I don't agree with the recommendations as far as PS. As has been mentioned on here, seriphos is more effective than PS, and soy derived PS has never been proven to be effective as has the bovine source, which isn't used anymore.
 

Peyt

Senior Member
Messages
678
Location
Southern California
Thanks everyone so much for your contribution to this post,
When I had my cortisol measured, it was abnormally high in the morning, normal during the day and then below normal at night! Furthermore, when I take PC it improves my mood, and I am smiling all day but then I gain weight easily on PC (especially around stomach and breast area) and get tired fast.... on the other hand when I take PS I feel focused and lose weight (after a couple of weeks of usage) but become agitated and angry easily(opposite of when i take PC)

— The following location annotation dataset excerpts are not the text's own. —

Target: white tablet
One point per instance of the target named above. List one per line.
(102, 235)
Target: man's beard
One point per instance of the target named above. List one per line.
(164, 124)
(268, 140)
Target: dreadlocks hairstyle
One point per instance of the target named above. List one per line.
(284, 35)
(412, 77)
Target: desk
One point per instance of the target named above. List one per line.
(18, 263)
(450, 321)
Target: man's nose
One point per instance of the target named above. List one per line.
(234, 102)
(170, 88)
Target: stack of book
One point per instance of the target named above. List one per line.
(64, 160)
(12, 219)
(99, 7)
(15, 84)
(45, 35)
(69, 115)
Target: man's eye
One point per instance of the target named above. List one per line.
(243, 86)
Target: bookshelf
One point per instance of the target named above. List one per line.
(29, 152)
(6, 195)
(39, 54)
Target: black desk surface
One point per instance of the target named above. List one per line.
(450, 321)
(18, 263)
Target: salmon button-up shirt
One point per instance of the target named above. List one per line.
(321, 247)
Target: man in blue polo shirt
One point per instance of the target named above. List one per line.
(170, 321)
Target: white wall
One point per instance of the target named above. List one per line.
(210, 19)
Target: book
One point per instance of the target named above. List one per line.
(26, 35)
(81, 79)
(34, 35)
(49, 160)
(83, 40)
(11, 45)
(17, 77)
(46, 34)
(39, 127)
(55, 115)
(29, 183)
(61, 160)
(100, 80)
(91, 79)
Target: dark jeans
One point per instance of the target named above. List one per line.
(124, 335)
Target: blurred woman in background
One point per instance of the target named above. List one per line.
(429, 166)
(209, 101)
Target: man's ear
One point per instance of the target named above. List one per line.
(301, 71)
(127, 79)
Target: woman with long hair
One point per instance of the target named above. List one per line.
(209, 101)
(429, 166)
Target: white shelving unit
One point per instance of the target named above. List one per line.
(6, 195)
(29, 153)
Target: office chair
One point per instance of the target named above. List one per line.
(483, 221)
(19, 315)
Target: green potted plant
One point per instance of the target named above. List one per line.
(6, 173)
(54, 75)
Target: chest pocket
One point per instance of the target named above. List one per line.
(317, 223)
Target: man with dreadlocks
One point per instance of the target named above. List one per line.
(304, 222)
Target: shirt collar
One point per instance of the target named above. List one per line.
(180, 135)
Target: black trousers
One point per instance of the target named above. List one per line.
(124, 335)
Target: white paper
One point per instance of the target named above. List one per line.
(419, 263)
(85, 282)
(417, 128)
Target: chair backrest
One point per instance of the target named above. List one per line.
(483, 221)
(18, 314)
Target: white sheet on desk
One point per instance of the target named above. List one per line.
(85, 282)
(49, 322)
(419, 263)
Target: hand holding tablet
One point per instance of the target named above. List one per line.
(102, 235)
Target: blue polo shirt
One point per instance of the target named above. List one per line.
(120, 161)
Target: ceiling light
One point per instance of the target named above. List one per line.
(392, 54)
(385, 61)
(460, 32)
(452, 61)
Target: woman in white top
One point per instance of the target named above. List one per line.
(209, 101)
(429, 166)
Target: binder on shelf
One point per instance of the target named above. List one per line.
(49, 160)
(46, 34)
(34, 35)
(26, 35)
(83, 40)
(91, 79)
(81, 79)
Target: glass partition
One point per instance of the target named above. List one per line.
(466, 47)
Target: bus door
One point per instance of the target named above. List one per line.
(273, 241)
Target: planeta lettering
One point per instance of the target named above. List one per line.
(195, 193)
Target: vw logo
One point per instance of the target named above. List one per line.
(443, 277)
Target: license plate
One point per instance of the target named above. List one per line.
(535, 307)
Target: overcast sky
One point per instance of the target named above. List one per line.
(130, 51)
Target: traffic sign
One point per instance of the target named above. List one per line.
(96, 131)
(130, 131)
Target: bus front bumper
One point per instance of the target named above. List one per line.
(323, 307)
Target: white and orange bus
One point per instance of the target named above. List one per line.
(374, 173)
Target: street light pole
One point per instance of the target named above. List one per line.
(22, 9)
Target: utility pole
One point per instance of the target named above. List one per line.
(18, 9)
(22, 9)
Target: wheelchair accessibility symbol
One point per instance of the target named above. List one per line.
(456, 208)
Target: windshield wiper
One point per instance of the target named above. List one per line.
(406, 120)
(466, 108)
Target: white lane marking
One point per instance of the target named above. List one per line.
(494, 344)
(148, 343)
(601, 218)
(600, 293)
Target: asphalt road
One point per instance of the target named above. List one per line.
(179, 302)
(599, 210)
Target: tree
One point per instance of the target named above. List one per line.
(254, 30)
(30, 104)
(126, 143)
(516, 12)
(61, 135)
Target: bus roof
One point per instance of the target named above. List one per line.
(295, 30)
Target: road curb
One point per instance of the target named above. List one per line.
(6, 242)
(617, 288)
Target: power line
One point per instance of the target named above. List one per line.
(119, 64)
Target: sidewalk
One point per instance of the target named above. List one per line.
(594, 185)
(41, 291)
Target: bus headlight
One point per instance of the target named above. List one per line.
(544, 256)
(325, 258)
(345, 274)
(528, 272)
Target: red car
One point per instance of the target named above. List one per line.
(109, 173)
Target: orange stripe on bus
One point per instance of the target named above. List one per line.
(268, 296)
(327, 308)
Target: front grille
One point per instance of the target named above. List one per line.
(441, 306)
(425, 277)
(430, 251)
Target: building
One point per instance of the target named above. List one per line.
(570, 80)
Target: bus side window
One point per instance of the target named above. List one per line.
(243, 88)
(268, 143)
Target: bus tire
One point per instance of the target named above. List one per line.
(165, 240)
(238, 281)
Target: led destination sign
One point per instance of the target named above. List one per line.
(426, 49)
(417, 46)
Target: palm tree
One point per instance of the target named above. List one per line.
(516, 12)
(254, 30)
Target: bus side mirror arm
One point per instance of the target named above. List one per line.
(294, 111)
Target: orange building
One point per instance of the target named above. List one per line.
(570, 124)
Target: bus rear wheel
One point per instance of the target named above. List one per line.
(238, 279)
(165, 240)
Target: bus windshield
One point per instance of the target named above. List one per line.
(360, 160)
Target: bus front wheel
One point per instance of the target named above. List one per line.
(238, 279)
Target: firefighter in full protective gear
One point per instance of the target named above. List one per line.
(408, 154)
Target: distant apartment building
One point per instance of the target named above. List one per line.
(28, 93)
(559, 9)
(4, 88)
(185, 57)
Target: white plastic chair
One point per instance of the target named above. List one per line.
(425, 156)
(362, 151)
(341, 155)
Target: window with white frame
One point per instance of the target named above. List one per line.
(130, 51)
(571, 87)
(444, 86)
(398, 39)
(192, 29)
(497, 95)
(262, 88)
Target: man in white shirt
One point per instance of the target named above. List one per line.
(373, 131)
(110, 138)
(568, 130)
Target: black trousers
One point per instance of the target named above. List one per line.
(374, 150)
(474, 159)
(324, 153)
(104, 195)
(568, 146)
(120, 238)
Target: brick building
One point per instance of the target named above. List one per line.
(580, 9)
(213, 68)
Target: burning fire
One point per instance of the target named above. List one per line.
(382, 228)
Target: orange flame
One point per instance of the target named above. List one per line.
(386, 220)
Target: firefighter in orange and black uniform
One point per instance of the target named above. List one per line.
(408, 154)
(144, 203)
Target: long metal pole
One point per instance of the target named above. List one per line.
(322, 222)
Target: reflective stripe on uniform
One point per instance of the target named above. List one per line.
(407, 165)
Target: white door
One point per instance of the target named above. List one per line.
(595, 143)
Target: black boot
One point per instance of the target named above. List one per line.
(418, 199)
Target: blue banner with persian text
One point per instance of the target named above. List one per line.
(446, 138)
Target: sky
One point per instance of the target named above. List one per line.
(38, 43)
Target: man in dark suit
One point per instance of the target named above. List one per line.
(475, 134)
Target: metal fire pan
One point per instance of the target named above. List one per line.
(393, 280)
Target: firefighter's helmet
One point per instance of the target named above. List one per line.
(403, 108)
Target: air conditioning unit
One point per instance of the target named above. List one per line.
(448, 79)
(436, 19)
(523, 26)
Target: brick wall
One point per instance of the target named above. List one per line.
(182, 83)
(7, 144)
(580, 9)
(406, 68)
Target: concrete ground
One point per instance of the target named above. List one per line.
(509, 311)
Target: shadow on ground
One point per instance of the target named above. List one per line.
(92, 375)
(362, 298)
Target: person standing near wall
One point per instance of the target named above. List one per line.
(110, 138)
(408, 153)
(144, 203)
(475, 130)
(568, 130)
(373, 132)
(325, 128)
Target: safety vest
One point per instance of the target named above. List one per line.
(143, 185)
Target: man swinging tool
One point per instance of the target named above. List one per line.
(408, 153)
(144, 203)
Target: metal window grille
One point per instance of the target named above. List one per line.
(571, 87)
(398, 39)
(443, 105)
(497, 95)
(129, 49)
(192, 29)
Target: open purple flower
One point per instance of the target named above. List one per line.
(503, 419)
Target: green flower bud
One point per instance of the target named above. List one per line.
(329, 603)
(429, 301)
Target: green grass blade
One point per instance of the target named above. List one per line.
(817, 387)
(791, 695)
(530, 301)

This is always been puzzling to me until I saw this post and the section SDSue has posted which has "Abnormal Circadian Rythm" ..... Anyone can explain what this is? I am real curious to know if perhaps this is what I am dealing with and maybe I need to take PC and PS together.... or perhaps look at trying some Alpha GPC and PS as mentioned there.... Thanks so much for educating me in advance.